Regional differences play a big role in Germany, with eastern Germany still lagging the west despite a strong catch-up after re-unification – a trend which has since stalled. At just over 36%, the home ownership rate in the new federal states is still some way below the figure in the west (just under 45%). However, the recent sluggish development is not solely an East German problem.

Part of the problem is the absence of younger owners inn the mix, the report demonstrates. Across Germany, the proportion of 70- to 79-year-olds in home ownership has climbed sharply over the past 20 years. The reason, according to LBS, is a generational effect: Thanks to their wealth advantage, today's West German seniors had an easier time than the war generations in acquiring home ownership. The majority still live in a house that they often built in the 1970s.

With a home ownership rate of 58%, 70- to 79-year-olds have outperformed all other age groups in western Germany, while the picture is different for the younger generations: Among 30- to 39-year-olds, for example, only 25-30% are likely to own their own property.

Family formation and rural exodus as life circumstances change also play a role in the declining home ownership rate, according to the study. Two-thirds of couples with children live in their own home, while childless couples of the same age are only 50% likely to do so. The rate is higher the earlier families are founded, say the Empirica researchers. By contrast, singles are more likely to remain renters.

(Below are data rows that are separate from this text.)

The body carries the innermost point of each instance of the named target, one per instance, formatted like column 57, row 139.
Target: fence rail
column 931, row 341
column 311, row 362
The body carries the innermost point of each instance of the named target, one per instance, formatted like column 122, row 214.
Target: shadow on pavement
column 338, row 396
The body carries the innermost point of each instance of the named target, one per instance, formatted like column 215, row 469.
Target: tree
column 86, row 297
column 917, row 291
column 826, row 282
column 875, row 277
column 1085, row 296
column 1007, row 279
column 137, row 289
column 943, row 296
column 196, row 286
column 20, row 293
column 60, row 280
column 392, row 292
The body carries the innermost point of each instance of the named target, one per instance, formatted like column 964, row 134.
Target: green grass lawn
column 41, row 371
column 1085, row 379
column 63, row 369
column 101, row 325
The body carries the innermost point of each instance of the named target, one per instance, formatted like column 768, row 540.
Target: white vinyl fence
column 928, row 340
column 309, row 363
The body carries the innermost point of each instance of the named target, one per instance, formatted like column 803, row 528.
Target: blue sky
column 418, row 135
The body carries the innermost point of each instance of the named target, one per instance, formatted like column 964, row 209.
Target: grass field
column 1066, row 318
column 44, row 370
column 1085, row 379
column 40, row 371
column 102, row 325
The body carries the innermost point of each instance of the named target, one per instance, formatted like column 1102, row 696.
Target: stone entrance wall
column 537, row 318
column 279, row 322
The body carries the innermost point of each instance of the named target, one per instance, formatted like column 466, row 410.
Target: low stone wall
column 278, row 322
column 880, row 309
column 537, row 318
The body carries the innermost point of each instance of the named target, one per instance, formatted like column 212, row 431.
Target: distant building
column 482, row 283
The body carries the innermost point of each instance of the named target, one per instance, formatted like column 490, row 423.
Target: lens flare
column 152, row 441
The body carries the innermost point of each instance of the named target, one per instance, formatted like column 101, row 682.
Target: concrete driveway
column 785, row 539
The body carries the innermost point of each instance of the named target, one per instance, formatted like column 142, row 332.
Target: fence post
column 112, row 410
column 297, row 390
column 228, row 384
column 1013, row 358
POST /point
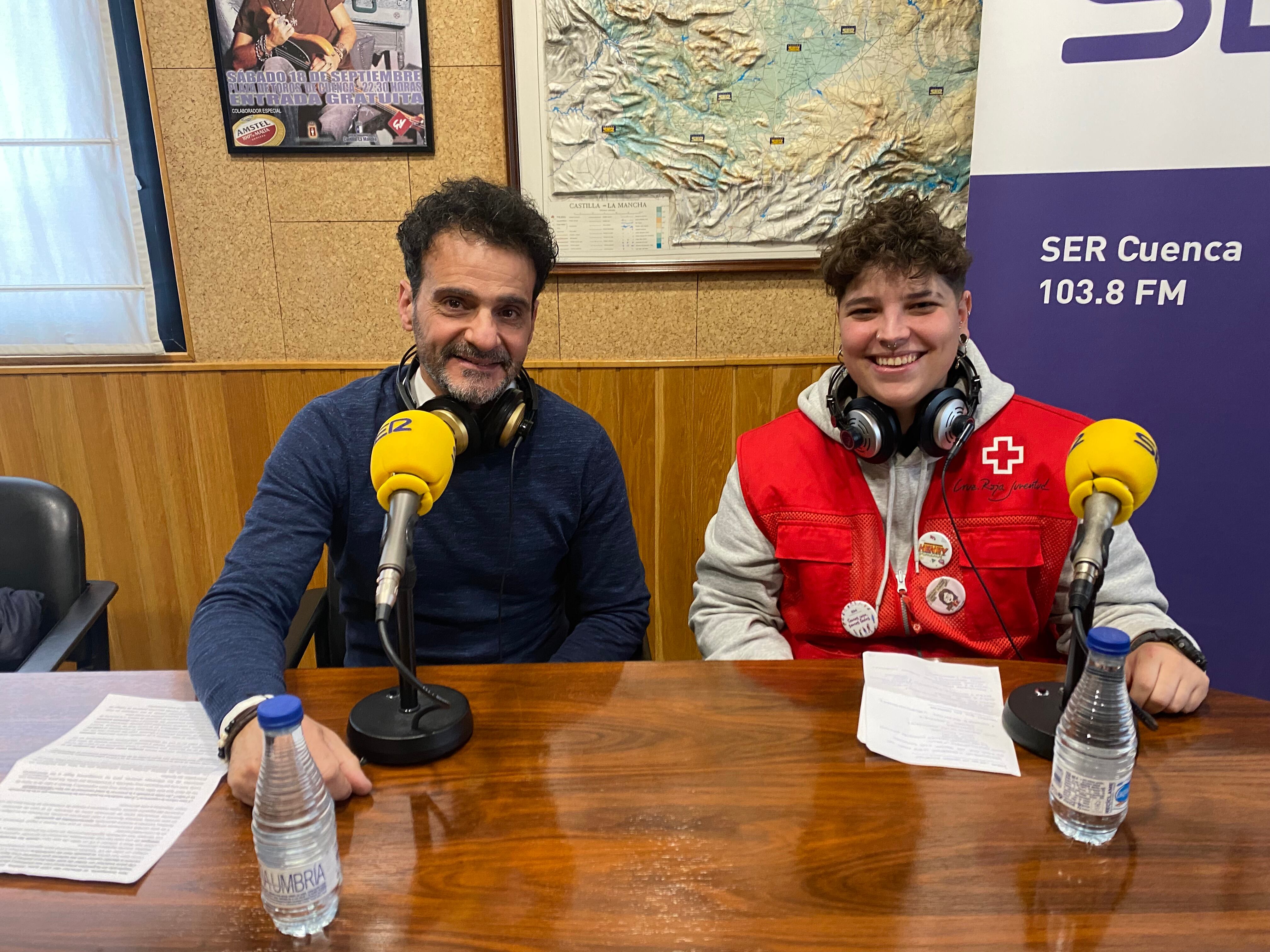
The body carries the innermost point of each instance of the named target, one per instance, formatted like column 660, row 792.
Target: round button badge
column 934, row 550
column 945, row 594
column 859, row 619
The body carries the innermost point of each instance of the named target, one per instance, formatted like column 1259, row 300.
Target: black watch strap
column 234, row 728
column 1171, row 637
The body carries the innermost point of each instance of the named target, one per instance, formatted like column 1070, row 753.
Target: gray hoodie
column 735, row 614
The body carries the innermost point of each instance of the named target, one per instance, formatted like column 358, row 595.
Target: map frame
column 613, row 231
column 515, row 98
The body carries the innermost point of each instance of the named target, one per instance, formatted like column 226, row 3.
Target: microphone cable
column 507, row 562
column 383, row 625
column 957, row 447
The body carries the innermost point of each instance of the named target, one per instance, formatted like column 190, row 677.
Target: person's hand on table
column 1161, row 678
column 338, row 766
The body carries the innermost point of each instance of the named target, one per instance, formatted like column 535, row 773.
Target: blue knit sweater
column 573, row 544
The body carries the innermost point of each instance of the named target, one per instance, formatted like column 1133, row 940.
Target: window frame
column 145, row 140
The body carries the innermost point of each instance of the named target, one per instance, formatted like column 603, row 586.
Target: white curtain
column 74, row 268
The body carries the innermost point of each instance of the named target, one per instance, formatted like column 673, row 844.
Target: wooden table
column 691, row 805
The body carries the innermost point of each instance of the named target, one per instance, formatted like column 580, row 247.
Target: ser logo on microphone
column 1147, row 444
column 393, row 427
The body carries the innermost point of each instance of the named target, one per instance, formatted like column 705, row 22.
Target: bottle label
column 1088, row 795
column 300, row 885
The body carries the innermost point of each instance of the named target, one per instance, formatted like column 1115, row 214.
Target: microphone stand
column 413, row 723
column 1032, row 711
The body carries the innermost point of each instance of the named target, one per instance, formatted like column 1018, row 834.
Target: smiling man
column 832, row 537
column 529, row 557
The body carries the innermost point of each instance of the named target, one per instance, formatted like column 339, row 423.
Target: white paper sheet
column 934, row 714
column 106, row 800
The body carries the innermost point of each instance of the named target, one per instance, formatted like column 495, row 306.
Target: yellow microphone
column 411, row 465
column 1112, row 469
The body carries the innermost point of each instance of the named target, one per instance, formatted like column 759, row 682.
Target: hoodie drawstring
column 918, row 514
column 886, row 544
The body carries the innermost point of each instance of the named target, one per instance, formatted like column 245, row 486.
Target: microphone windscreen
column 1117, row 457
column 413, row 451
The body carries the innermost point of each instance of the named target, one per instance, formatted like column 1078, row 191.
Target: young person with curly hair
column 554, row 578
column 832, row 537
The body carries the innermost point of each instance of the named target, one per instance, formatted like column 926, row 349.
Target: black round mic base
column 383, row 734
column 1030, row 717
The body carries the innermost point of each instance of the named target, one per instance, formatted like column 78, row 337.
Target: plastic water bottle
column 294, row 825
column 1095, row 745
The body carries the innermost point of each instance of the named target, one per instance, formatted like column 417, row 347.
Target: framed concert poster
column 735, row 135
column 323, row 75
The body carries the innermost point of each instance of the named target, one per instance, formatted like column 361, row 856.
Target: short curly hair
column 901, row 234
column 493, row 214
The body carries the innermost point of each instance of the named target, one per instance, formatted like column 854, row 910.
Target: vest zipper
column 903, row 600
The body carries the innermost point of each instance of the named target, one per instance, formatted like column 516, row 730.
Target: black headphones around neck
column 507, row 419
column 870, row 429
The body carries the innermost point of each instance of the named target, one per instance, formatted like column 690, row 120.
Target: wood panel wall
column 164, row 464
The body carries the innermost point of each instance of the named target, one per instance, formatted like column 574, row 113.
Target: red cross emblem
column 1004, row 456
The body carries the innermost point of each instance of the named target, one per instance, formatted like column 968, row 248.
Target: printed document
column 106, row 800
column 934, row 714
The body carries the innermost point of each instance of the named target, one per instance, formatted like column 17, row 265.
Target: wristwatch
column 238, row 718
column 1171, row 637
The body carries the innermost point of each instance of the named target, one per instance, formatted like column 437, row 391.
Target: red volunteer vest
column 808, row 497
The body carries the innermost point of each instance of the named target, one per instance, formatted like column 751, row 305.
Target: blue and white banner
column 1121, row 224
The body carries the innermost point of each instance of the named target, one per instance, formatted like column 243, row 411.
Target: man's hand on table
column 336, row 762
column 1161, row 678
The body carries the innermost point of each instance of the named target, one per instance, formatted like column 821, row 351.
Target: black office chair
column 318, row 620
column 43, row 550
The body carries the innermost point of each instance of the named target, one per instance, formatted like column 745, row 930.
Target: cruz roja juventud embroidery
column 999, row 489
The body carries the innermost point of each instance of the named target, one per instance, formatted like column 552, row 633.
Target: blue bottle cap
column 286, row 711
column 1109, row 642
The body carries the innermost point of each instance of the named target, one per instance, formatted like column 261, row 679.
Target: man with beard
column 529, row 557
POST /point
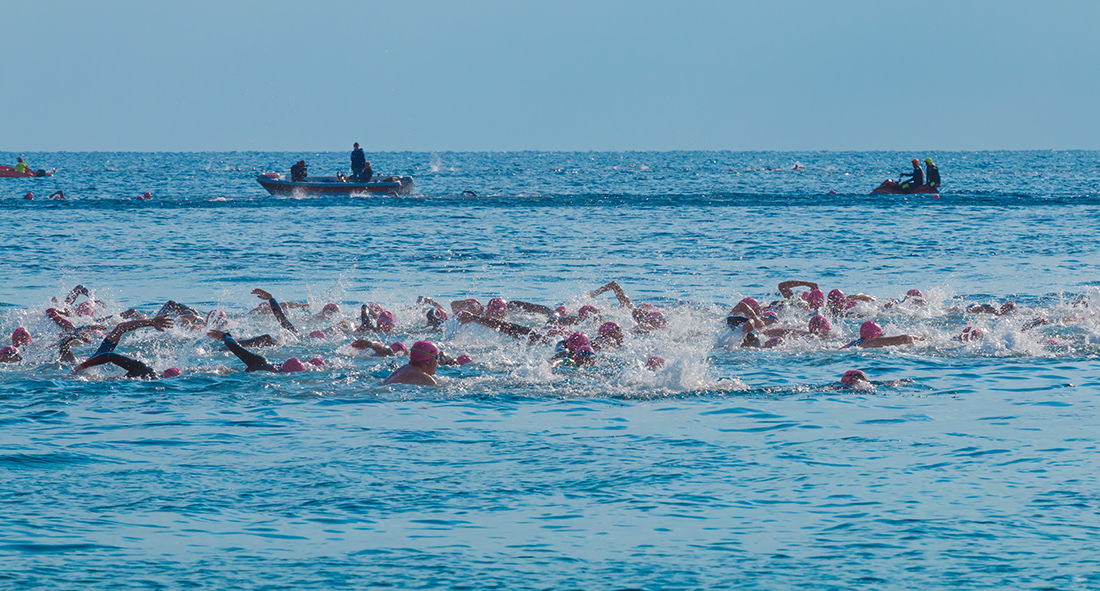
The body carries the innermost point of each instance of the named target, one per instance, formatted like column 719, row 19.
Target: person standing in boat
column 358, row 163
column 916, row 177
column 298, row 171
column 933, row 174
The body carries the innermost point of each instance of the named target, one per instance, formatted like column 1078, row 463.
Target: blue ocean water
column 967, row 466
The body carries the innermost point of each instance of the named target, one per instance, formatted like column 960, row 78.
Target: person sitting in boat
column 298, row 172
column 933, row 174
column 358, row 162
column 916, row 177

However, more and more young people are striving for higher professional qualifications by studying, and are therefore moving to the cities and staying there longer. This often means that starting a family is postponed further, and being a tenant is prolonged.

The financial hurdles for first-time buyers in expensive cities have also become higher. Property prices have risen so fast that savings and equity cannot keep up with real estate prices, LBS said. Despite the pandemic, prices for houses and apartments have just risen at the fastest rate in almost four years, according to data released by the Federal Statistical Office end of December.

Between July and September, i.e. the third quarter of 2020, prices were 7.8% higher than a year previously.

As a result, the pool of potential buyers is shrinking. It’s not helped either by government and local council moves to convert rental apartments into owner-occupied condominiums, which we’ve reported on in these pages. The recent new changes to broker commissions, also described elsewhere in REFIRE, is an attempt to lower the hurdles to home acquisition by splitting the costs between buyer and seller. But it’s unlikely to transform German home ownership rates for the foreseeable future.